May 18, 2020
The three hardest-hit countries in Europe continued to report low Covid-19 death tolls as they eased their lockdowns.
Italy recorded 145 deaths yesterday, its lowest since its two-month lockdown.
Spain had 87, the first time the number of its deaths has fallen below 100 in two months.
Britain also registered its lowest daily increase since late March, with 170 fatalities.
Restaurants, bars and cafes will be reopened today in Italy, while Spain will also further relax its lockdown measures.
Beaches were also reopened in France, Greece, Italy, and Britain.
Russia, which has the world’s second-highest number of infections, yesterday claimed that steadying case rates showed the growth of the virus had been halted.
Also yesterday, United States, which is the worst-hit country, recorded 820 Covid-19 deaths, its lowest in a week, as many parts of the country were reopening.
However, elsewhere, Covid-19, which has infected 4.7 million people globally is still surging.
The number of cases in Latin America passed half a million as Chile locked down its capital Santiago yesterday following a sharp rise in infections.
Brazil is now the country with the fourth-highest number of deaths at over 16,000 with more than 240,000 infections.

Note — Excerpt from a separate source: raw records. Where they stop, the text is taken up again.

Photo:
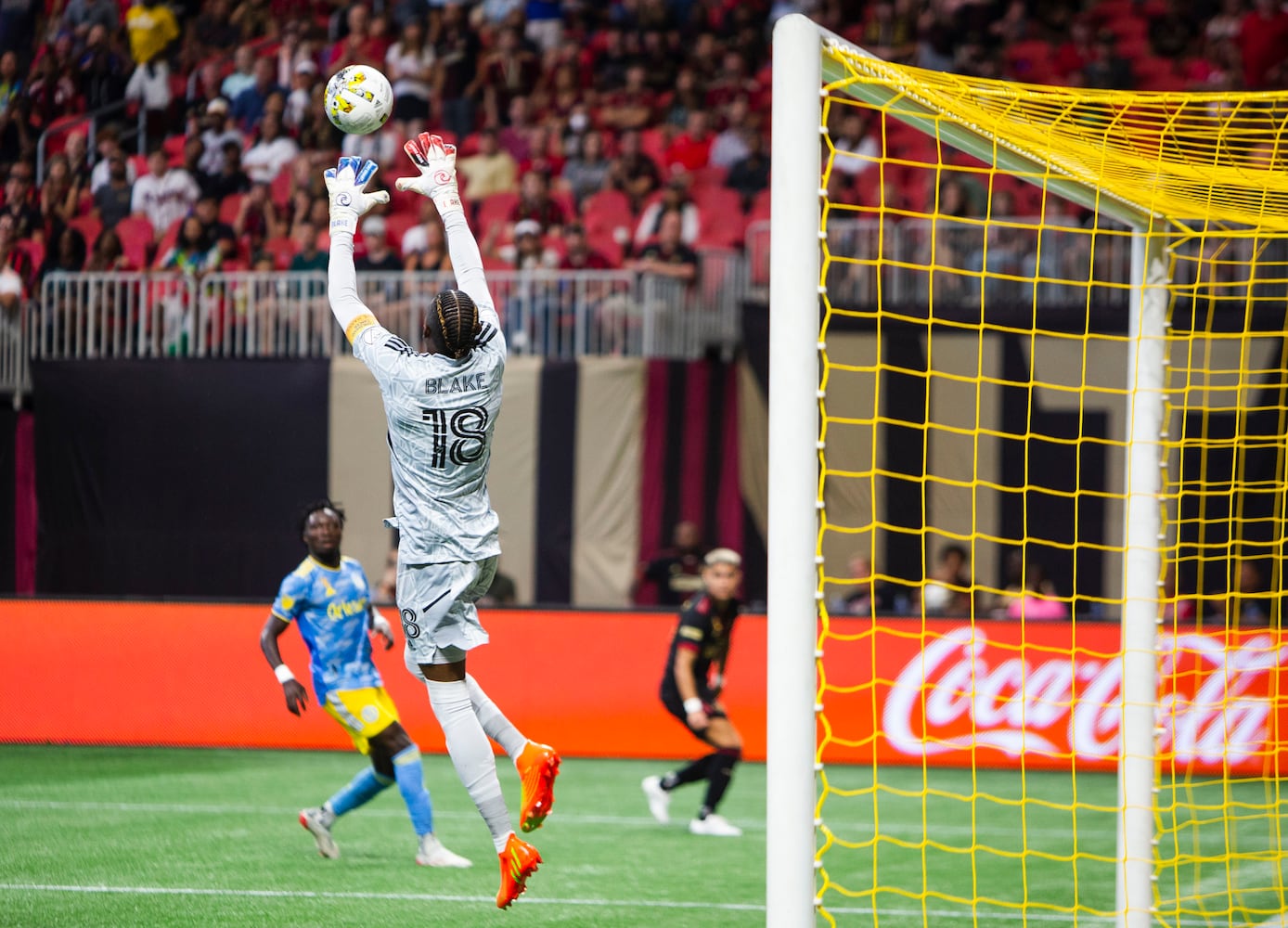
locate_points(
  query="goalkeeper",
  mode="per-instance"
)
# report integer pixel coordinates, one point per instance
(328, 599)
(441, 406)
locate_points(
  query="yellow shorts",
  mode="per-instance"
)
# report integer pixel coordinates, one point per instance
(364, 713)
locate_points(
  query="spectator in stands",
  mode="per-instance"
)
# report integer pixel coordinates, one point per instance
(410, 69)
(67, 254)
(457, 80)
(750, 175)
(424, 246)
(674, 574)
(948, 590)
(165, 194)
(577, 252)
(248, 107)
(19, 202)
(1264, 44)
(536, 204)
(634, 173)
(676, 199)
(242, 73)
(307, 257)
(589, 169)
(152, 29)
(113, 199)
(109, 143)
(149, 88)
(667, 255)
(231, 178)
(379, 255)
(490, 171)
(271, 152)
(109, 254)
(60, 194)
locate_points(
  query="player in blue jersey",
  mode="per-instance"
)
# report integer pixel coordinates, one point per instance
(441, 406)
(328, 599)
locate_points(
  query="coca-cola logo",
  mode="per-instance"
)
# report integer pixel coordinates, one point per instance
(961, 693)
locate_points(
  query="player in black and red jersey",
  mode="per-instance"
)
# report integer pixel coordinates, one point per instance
(690, 691)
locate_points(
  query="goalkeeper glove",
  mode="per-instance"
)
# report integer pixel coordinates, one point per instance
(437, 164)
(349, 201)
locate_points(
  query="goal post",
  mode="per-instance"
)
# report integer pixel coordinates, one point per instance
(1042, 328)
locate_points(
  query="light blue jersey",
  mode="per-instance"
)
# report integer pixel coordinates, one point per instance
(330, 607)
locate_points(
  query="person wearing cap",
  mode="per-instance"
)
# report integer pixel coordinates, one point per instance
(690, 691)
(215, 135)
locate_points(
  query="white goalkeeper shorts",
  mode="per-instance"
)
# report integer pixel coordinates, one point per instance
(435, 602)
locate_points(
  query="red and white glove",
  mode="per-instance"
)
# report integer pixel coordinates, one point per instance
(437, 164)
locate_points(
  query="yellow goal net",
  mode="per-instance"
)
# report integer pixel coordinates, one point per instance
(1043, 397)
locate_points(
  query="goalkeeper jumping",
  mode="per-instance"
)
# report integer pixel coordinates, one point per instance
(442, 405)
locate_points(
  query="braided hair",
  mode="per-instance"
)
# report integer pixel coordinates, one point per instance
(454, 318)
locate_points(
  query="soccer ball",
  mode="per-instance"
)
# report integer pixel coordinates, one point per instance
(358, 99)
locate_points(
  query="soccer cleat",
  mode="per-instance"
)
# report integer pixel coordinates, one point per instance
(433, 854)
(715, 826)
(537, 766)
(658, 799)
(518, 861)
(318, 822)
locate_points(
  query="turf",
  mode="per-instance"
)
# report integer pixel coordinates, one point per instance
(161, 837)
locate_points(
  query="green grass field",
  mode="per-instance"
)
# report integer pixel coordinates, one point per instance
(160, 837)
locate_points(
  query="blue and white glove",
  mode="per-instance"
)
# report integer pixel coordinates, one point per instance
(349, 201)
(437, 164)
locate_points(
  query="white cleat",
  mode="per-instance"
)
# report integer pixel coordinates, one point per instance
(433, 854)
(715, 826)
(658, 799)
(318, 821)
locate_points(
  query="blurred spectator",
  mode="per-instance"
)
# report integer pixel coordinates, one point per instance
(577, 252)
(59, 195)
(107, 254)
(690, 149)
(19, 204)
(80, 16)
(674, 574)
(242, 73)
(633, 172)
(947, 592)
(676, 199)
(308, 255)
(535, 204)
(112, 200)
(410, 69)
(457, 52)
(149, 88)
(379, 255)
(152, 29)
(589, 169)
(1262, 43)
(490, 171)
(271, 152)
(751, 174)
(67, 252)
(248, 107)
(667, 255)
(165, 194)
(231, 178)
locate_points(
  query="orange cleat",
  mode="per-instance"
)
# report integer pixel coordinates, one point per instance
(518, 861)
(538, 766)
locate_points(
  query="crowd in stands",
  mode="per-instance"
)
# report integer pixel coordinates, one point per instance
(591, 135)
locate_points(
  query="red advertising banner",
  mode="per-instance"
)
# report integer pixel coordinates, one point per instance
(992, 693)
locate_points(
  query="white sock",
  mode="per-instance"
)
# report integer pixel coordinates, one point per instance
(495, 723)
(471, 755)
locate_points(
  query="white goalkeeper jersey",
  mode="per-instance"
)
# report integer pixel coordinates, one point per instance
(441, 411)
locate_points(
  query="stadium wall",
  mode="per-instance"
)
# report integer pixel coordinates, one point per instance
(942, 692)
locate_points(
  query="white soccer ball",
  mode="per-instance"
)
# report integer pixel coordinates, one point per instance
(358, 99)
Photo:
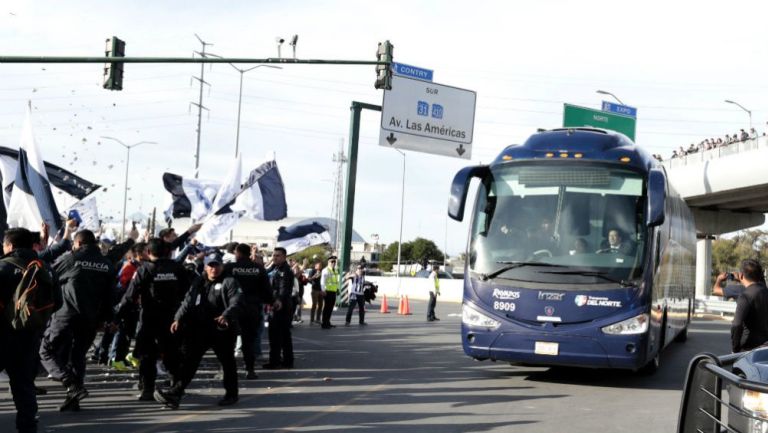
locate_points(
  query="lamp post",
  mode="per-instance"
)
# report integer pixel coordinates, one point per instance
(402, 207)
(603, 92)
(128, 148)
(240, 99)
(749, 112)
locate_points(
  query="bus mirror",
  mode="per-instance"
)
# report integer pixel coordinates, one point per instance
(459, 188)
(657, 196)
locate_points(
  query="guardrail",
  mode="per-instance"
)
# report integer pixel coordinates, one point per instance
(715, 305)
(718, 152)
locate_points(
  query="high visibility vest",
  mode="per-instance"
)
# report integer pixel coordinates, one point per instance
(332, 281)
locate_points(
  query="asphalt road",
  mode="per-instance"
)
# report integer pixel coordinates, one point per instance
(401, 374)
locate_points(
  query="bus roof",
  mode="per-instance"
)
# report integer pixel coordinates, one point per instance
(579, 143)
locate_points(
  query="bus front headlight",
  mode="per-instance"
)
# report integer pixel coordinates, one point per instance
(472, 317)
(633, 326)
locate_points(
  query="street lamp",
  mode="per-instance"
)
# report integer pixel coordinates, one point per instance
(240, 99)
(127, 162)
(749, 112)
(402, 207)
(603, 92)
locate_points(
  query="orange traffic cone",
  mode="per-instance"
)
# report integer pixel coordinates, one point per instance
(384, 305)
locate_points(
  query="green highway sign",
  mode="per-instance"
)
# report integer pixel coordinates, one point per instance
(575, 116)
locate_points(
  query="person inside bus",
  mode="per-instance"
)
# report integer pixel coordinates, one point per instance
(615, 244)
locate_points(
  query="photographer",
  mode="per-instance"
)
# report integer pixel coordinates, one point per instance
(733, 287)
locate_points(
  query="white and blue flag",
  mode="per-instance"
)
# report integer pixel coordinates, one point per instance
(32, 201)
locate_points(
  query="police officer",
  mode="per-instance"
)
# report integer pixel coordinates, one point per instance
(160, 285)
(254, 283)
(207, 319)
(329, 283)
(86, 280)
(18, 356)
(280, 341)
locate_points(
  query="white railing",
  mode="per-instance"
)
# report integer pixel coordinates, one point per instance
(724, 150)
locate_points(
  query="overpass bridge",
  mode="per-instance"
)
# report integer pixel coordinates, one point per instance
(727, 190)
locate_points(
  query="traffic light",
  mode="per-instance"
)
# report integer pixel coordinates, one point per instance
(384, 72)
(113, 72)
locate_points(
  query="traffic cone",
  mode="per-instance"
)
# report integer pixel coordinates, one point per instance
(384, 305)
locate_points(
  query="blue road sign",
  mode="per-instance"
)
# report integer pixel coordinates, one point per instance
(412, 71)
(620, 109)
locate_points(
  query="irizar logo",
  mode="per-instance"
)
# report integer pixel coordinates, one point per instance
(94, 266)
(505, 294)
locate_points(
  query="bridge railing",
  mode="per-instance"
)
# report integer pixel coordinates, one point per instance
(728, 149)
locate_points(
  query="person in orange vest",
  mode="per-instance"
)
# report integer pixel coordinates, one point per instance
(433, 294)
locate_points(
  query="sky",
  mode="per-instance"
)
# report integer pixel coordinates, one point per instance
(675, 61)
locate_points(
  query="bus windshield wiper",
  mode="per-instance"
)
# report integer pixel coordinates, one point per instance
(513, 265)
(622, 283)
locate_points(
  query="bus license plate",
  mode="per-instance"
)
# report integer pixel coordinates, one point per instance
(545, 348)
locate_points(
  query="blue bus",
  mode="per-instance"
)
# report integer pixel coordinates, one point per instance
(580, 253)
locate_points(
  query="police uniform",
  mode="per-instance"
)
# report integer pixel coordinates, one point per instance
(331, 289)
(255, 286)
(86, 280)
(160, 285)
(206, 300)
(18, 356)
(280, 339)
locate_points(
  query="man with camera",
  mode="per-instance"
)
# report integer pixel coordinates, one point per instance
(749, 328)
(733, 288)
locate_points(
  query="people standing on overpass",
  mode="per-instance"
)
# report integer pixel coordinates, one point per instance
(749, 328)
(356, 296)
(433, 294)
(329, 283)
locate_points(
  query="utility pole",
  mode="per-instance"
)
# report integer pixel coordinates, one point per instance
(338, 193)
(199, 104)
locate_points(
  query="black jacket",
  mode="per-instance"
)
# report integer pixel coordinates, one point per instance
(203, 302)
(281, 280)
(749, 328)
(160, 286)
(10, 276)
(253, 281)
(86, 279)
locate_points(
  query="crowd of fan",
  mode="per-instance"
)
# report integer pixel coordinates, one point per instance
(712, 143)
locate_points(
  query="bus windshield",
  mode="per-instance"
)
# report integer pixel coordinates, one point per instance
(560, 224)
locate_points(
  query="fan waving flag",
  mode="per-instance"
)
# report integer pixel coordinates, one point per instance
(300, 237)
(32, 201)
(263, 195)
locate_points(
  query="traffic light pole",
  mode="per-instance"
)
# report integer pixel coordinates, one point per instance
(349, 187)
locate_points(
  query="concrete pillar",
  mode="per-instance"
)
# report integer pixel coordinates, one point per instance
(703, 266)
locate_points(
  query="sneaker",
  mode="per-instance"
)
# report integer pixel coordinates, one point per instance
(167, 399)
(146, 396)
(119, 366)
(135, 362)
(228, 400)
(74, 395)
(270, 366)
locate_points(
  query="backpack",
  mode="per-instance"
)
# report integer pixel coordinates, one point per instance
(32, 303)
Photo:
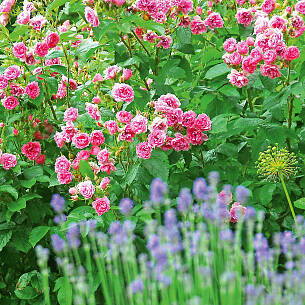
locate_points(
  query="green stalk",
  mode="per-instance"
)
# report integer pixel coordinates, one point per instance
(288, 198)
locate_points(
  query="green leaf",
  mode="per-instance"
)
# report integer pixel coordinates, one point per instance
(158, 165)
(217, 70)
(37, 234)
(4, 239)
(86, 169)
(300, 203)
(9, 189)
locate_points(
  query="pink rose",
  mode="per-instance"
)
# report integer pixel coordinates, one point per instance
(143, 150)
(71, 114)
(41, 49)
(19, 50)
(91, 16)
(64, 177)
(122, 93)
(101, 205)
(32, 150)
(32, 90)
(111, 126)
(62, 164)
(52, 40)
(10, 102)
(8, 161)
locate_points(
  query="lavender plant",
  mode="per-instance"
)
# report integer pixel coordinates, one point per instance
(193, 253)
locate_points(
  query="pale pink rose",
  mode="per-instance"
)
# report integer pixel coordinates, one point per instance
(23, 17)
(64, 177)
(10, 102)
(144, 150)
(71, 114)
(32, 90)
(197, 26)
(41, 49)
(81, 140)
(230, 45)
(272, 71)
(62, 164)
(124, 116)
(12, 72)
(292, 53)
(180, 142)
(52, 40)
(91, 16)
(19, 50)
(139, 124)
(8, 161)
(236, 211)
(104, 183)
(111, 126)
(122, 93)
(101, 205)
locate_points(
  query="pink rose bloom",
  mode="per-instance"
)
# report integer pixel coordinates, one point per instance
(122, 93)
(91, 17)
(62, 164)
(64, 177)
(81, 140)
(180, 142)
(270, 56)
(203, 122)
(10, 102)
(139, 124)
(32, 150)
(3, 81)
(104, 183)
(41, 49)
(244, 17)
(213, 21)
(103, 156)
(93, 111)
(235, 58)
(272, 71)
(12, 72)
(156, 138)
(196, 136)
(97, 138)
(111, 126)
(174, 116)
(19, 50)
(235, 211)
(8, 161)
(71, 114)
(97, 78)
(38, 22)
(59, 139)
(143, 150)
(237, 79)
(126, 75)
(23, 17)
(230, 45)
(32, 90)
(197, 26)
(170, 99)
(101, 205)
(127, 134)
(268, 6)
(52, 40)
(188, 118)
(300, 7)
(292, 53)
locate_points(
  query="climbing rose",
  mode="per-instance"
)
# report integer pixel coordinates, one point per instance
(101, 205)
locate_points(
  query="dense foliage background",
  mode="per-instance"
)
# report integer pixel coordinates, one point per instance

In Central America, the government of El Salvador,extended for another month its own lockdown.
Across the Atlantic, South Africa reported 1,160 new infections yesterday, the highest daily number since March when the country recorded its first case.
India also reported its biggest single-day jump in infections, prompting an extension of a nationwide lockdown for its 1.3 billion people until the end of May.
In Algeria, the death of an eight-month pregnant doctor to Covid-19 sparked an uproar after her request for early maternity leave was rejected.
Madagascar and Nepal reported their first coronavirus-linked deaths, while Qatar began enforcing the world’s toughest penalties of up to three years prison for failing to wear a mask in public.
In China, where the virus first emerged late last year but has largely been brought under control, the government’s senior medical advisor warned of a second wave due to a lack of widespread immunity.